定年間近の鉄道運転士イリヤ(ラザル・リトフスキー)は、4代にわたって運転士であることに誇りを持っているが、長年の運転業務中に列車事故で28人を轢き殺してしまった不名誉な記録も持っている。だが、父親は29人なので親子で57人轢き殺したと独白する。罪には問われない轢死事故だが、心の重荷はいくらかでも下ろしたい。鉄道事故で死んだ人たちの墓に花束を持っていくが、遺族たちからは煙たがれる。

イリヤには、19歳になるシーマ(ペータル・コラッチ)という一人息子がいる。孤児のシーマが鉄橋を歩いているのを間一髪で列車を止めることができた稀な救出例で、イリヤはシーマを養子にして育ててきた。イリヤは、結婚して間もなく妻ダニカ(ニーナ・ヤンコヴィッチ)を亡くし独身をとおしているため、鉄道仲間の家族もシーマを可愛がり隣近所みんなで子育てした来た。

心優しく繊細なシーマを心配したイリヤは、鉄道での轢死事故をシーマに話して聞かせてきた。だが、鉄道運転士になってイリヤの仕事を継ごうというシーマの思いは変わらなかった。願いが叶い、運転士の業務に就いたシーマ。イリヤと運転士家族らからは「事故は避けて通れないものだ。だが、一週間のうち、に一瞬で終わる」と聞かされ、励まされていたが、2週間、3週間と無事故が続くうちシーマの緊張感は限界に達していく。自己の不安を感じる場所の手前で列車を停めて安全確認してから走り出すなど列車ダイヤも乱れていく。

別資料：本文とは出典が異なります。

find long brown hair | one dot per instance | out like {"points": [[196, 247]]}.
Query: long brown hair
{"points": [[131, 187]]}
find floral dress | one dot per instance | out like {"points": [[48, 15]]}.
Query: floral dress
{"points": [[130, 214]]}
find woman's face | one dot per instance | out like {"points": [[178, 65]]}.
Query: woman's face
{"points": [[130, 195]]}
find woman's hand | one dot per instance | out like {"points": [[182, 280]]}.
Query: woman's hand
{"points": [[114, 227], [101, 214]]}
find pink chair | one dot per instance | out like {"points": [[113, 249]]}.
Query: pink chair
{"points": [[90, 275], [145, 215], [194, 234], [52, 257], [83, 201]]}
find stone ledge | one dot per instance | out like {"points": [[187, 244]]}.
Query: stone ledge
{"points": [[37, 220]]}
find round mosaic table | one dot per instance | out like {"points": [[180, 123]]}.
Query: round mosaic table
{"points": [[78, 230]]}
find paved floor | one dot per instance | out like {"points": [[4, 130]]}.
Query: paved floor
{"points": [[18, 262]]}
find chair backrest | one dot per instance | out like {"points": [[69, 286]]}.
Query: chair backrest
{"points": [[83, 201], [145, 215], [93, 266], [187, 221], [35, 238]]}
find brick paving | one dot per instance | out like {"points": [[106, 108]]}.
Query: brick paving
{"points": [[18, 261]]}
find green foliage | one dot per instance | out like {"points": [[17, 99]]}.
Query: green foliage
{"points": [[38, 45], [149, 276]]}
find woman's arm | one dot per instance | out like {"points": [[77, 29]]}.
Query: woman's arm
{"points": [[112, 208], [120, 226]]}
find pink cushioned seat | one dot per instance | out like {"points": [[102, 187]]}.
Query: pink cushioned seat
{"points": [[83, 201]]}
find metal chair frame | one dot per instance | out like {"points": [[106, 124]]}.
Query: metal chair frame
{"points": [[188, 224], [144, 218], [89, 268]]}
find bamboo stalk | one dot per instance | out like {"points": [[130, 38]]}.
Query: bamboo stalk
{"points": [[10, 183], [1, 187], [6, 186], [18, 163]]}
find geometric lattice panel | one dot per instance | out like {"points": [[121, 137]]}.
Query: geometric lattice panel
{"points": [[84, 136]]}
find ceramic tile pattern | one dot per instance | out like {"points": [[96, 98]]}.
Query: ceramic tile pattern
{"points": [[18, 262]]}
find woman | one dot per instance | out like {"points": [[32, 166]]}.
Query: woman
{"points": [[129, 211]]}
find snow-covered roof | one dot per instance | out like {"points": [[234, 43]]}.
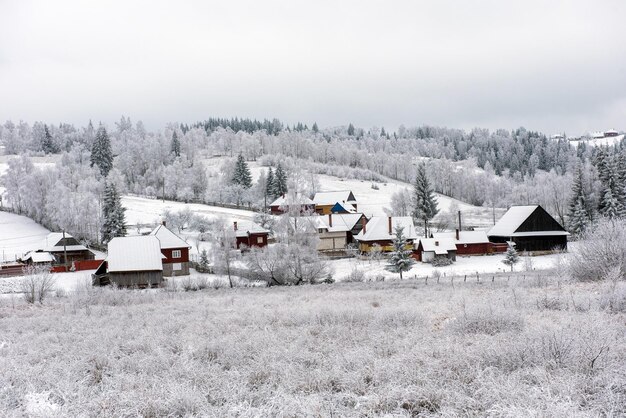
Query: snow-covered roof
{"points": [[511, 220], [38, 257], [465, 237], [138, 253], [377, 229], [341, 222], [438, 245], [53, 239], [245, 227], [288, 200], [168, 239], [330, 198]]}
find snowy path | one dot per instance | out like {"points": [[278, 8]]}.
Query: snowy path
{"points": [[141, 210]]}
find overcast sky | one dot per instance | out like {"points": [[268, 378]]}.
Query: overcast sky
{"points": [[552, 66]]}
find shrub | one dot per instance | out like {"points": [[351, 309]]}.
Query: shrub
{"points": [[601, 252], [37, 284]]}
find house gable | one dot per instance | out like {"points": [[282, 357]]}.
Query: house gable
{"points": [[539, 220]]}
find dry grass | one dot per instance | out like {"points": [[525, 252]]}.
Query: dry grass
{"points": [[352, 349]]}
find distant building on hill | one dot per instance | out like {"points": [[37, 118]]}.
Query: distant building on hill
{"points": [[132, 262], [175, 250], [529, 228], [326, 202], [380, 230]]}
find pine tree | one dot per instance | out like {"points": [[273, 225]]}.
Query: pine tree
{"points": [[48, 146], [101, 154], [114, 224], [280, 181], [270, 184], [579, 219], [242, 175], [400, 259], [578, 204], [424, 201], [511, 257], [611, 206], [175, 146]]}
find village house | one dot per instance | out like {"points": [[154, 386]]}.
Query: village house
{"points": [[284, 202], [336, 231], [380, 230], [430, 249], [339, 201], [175, 250], [467, 242], [529, 228], [58, 244], [131, 262], [249, 234]]}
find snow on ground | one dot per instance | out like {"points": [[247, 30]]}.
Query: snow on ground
{"points": [[141, 210], [605, 142], [18, 235], [464, 265]]}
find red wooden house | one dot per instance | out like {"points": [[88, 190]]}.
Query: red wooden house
{"points": [[249, 234], [175, 250]]}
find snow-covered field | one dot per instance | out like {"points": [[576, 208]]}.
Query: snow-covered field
{"points": [[18, 235]]}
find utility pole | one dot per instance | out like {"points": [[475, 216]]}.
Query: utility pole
{"points": [[64, 251]]}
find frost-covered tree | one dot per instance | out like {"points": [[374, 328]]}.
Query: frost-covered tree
{"points": [[280, 181], [400, 259], [114, 222], [424, 201], [101, 153], [241, 175], [175, 145], [511, 257]]}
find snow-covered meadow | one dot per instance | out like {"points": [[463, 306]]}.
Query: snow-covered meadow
{"points": [[515, 347]]}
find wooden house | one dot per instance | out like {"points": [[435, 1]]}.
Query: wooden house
{"points": [[249, 234], [59, 244], [335, 231], [325, 202], [529, 228], [175, 250], [380, 230], [132, 262], [467, 242], [284, 202], [429, 249]]}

イリヤは25年前に死別した妻ダニカと毎晩語り合う… ©ZILLION FILM ©INTERFILM

そんなシーマを心配するイリヤは、25年前に死別した若々しいままの妻ダニカと夜な夜な一緒に食事をして語らい、鉄道仲間の家族たちにもダニカとの昨夜の出来事を話し出す。イリヤは気がふれてしまったのではないかと思い込む鉄道仲間たち。やがてイリヤは、鉄橋に佇み自殺するのではと思われる男に、自殺するなら(シーマが運転する)列車に飛び込み自殺してくれと頼み込んで断られるなど、シーマが早く自己の恐怖心から解放されるようにと手を尽くしていくが…。

【見どころ・エピソード】

オリジナル脚本も書いたミロシュ・ラドヴィッチ監督は、蒸気機関車の運転士だった祖父が線路上で17人の人たちを轢き殺したことから“チャンピオン”とあだ名されていた事実から、鉄道運転士の人生と不運な運命をベースにこのブラックユーモアの物語を撮ったという。シリアスでは描きにくい轢死事故を受け入れて乗り越えてきた老運転士と、“無実の殺人者”とはいえ人を轢き殺して仕舞うことの避けきれない出来事への恐怖心から運転士へと成長しようとする青年の心情が交差する描き方が祖父の実話をベースにしているだけに温もりが感じられる。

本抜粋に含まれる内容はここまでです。